35 I am satisfied in all of the circumstances that on balance, the contest between depriving the plaintiffs of an opportunity to subject the defendants to the rigours of the costs assessment process on the one hand, and the avoidance of undue and unnecessary as well as unrecoverable costs on the other hand, favours the making of specified gross sum costs orders in favour of each of the defendants in the terms that they seek. I am satisfied that it is both just and fair to the plaintiffs to do so. That is so, among other reasons, because the defendants' costs appear to have been accurately calculated and do not appear to have been inflated or unreasonably incurred, so that no injustice is caused to the plaintiffs. The discounts of one fifth and two fifths respectively, which the first and second defendants contend should apply to their actual costs, also seem to me to be appropriate and based on reliable evidence, so that no injustice is caused to them either.

Orders

36 In these circumstances I make the following orders:

      1. I order the plaintiffs to pay the first defendants' costs of the proceedings, which I specify as a gross sum pursuant to s 98(4)(c) of the Civil Procedure Act 2005 in the amount of $1,475,765.

      2. I order the plaintiffs to pay the second defendants' costs of the proceedings, which I specify as a gross sum pursuant to s 98(4)(c) of the Civil Procedure Act 2005 in the amount of $1,614,000.

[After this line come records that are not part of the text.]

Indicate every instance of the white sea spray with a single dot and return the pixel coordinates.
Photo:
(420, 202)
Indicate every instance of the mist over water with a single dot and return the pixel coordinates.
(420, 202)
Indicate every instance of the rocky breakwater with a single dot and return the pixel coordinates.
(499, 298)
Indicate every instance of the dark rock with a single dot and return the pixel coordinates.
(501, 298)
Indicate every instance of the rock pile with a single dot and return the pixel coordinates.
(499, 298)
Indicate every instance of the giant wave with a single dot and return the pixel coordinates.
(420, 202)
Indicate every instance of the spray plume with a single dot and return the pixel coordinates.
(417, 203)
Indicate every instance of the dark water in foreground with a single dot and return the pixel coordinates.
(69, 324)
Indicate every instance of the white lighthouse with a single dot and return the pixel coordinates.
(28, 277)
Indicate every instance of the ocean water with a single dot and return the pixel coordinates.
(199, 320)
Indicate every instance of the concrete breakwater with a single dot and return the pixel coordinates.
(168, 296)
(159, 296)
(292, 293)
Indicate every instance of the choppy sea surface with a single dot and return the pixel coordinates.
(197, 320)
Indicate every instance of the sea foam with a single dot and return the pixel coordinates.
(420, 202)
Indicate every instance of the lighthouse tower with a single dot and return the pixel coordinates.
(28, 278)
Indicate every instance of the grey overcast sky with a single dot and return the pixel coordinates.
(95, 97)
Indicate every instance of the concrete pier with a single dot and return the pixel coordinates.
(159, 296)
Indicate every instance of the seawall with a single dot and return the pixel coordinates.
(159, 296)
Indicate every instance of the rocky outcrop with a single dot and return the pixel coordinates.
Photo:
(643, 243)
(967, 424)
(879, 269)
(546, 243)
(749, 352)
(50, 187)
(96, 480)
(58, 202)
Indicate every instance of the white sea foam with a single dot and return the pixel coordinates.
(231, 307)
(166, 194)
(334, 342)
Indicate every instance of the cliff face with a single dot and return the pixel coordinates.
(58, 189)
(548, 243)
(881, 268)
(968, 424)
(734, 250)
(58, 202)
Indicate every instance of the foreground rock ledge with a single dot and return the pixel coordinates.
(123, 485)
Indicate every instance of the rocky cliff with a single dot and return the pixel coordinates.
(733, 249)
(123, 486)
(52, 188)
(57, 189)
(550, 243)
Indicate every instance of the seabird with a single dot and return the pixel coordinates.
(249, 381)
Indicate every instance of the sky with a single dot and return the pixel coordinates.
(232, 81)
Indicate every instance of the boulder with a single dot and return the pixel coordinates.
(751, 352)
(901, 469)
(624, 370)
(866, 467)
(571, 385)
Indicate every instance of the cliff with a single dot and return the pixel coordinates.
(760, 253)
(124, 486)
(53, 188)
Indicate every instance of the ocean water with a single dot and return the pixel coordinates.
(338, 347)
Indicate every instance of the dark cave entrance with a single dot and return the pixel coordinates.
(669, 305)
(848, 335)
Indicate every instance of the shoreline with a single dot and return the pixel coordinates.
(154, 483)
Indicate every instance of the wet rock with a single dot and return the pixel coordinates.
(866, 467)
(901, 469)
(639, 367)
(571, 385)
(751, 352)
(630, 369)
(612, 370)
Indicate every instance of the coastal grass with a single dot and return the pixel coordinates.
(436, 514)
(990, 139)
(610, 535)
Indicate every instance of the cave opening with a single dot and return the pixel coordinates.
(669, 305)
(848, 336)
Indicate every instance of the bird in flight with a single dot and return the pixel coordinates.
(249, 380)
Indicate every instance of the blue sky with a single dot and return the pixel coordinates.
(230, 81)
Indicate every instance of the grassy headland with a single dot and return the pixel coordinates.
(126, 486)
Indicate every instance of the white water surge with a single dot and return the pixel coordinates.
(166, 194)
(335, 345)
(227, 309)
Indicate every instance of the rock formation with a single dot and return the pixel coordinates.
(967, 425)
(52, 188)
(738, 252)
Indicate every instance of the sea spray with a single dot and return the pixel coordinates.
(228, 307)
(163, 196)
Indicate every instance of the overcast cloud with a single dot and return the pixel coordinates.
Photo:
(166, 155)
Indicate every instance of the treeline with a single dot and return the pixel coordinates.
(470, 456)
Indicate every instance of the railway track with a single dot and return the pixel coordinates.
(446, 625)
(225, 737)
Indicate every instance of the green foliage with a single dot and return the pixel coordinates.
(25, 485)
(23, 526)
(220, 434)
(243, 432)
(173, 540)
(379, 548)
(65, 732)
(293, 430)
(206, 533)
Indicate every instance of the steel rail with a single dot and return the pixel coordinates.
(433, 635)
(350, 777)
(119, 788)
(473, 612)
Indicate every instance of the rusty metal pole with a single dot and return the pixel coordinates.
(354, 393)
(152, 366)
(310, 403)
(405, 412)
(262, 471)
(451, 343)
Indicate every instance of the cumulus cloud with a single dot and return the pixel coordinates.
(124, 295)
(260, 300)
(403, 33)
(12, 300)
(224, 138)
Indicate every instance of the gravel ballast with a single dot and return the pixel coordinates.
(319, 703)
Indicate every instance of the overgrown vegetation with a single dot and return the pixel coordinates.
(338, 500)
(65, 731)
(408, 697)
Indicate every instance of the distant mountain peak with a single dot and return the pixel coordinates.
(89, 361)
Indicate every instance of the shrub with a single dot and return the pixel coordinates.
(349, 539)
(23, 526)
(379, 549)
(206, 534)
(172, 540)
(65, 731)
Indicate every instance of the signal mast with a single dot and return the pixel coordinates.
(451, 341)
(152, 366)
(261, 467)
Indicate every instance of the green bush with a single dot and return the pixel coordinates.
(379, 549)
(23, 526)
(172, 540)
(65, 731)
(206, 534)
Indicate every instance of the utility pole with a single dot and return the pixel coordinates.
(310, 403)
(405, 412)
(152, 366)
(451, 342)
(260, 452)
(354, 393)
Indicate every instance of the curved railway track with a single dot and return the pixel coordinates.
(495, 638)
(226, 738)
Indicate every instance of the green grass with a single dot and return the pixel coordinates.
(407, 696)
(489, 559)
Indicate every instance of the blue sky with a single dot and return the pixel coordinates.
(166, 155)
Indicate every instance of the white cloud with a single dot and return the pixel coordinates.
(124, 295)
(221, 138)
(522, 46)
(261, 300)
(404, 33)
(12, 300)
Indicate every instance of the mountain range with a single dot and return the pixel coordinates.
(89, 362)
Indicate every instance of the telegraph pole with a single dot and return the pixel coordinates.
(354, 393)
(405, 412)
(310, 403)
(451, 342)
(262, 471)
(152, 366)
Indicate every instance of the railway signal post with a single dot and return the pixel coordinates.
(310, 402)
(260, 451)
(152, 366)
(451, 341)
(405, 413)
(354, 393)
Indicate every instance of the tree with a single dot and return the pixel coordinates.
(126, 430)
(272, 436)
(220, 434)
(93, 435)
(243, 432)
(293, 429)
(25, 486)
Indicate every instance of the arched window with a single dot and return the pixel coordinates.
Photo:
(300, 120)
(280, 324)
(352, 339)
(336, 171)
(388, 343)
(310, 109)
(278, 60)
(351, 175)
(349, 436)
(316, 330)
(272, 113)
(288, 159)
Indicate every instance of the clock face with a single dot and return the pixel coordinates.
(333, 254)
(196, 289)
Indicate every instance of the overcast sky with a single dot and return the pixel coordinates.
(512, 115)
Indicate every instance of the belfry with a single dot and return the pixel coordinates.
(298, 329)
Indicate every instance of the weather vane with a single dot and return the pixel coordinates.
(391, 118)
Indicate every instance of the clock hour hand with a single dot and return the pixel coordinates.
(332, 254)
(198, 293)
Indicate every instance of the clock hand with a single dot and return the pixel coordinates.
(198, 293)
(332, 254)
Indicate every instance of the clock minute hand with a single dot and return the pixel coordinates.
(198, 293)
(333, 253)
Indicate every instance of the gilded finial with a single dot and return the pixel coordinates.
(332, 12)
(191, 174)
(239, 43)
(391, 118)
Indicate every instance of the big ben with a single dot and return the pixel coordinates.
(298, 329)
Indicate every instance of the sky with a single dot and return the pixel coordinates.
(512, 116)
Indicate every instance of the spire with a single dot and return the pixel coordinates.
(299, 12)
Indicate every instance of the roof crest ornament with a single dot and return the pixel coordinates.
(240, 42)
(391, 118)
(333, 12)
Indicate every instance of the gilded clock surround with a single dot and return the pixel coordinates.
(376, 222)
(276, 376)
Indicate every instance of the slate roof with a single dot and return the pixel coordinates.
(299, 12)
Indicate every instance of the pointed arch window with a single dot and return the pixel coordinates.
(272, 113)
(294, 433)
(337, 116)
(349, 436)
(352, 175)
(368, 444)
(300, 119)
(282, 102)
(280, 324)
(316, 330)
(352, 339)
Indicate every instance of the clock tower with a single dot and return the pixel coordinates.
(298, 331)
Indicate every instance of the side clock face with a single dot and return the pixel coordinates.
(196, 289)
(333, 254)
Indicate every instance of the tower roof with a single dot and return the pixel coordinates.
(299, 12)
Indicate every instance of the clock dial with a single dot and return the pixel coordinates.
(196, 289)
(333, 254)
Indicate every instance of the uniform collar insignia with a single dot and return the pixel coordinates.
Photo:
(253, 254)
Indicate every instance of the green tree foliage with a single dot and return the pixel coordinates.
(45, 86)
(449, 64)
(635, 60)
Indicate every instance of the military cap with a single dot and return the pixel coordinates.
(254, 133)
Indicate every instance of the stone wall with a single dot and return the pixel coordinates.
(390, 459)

37 I will hear the parties on whether or not some further or other order or orders of a procedural nature should be made in the circumstances. The orders that I have made are intended to finalise the calculation of the defendants' costs entitlements against the plaintiffs. The orders leave on foot the plaintiffs' entitlement to costs in accordance with the costs orders made in their favour, to which I have earlier referred. I note in this respect, for more abundant caution, that neither defendant promoted a gross sum calculation that took account of any such costs orders favouring the plaintiffs, so that they remain to be deducted from, or set off against, the respective gross sum costs amounts in due course when assessed or agreed. I will also hear argument, if required, on the plaintiffs' application for a stay pending their appeal to the Court of Appeal, which was not fully explored earlier and which can now be approached with the benefit of the actual terms of the costs orders that I have made.